The study also found monkeys and humans both perceive the world in the same way. The researchers conducted two experiments, in which capuchin monkeys and rhesus monkeys and humans were asked to complete a computer task that required them chose the larger of two central dots and were sometimes surrounded by the Delboeuf rings.
The humans used PC and mouse to perform the experiment and perceived the Delboeuf illusion and overestimated central dots when they were surrounding by large rings. On the other hand, monkeys used a joystick and were rewarded with banana-flavoured pellets for right answers. Monkeys did not get affected by the illusion in the experiment.
During the second experiment, the researchers wanted to determine if monkeys were just using the outer ring to judge the size. The monkeys and humans were asked to choose if a central dot were merely small or large. During this experiment, the monkeys saw dots inside large rings as 'small' more often when they were surrounded by small rings. The ring created an illusion for both humans and the monkeys.
The new study was funded by the National Institutes of Health and the Duane M. Rumbaugh Fellowship and was published in the Journal of Experimental Psychology: Animal Learning and Cognition.

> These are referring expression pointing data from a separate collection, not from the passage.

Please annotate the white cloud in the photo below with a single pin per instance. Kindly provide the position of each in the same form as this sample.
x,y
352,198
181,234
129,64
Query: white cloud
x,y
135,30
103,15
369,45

Georgia State graduate Audrey Parrish explained: "These results, along with others, show that humans and monkeys share similarities in their perceptual systems. They perceive and misperceive some types of physical stimuli in similar ways. Although these results do not mean that primates and nonhuman primates see their worlds identically, they do show that monkeys are an appropriate model for studying human perception and that contextual cues affect perception in ways that are shared across species."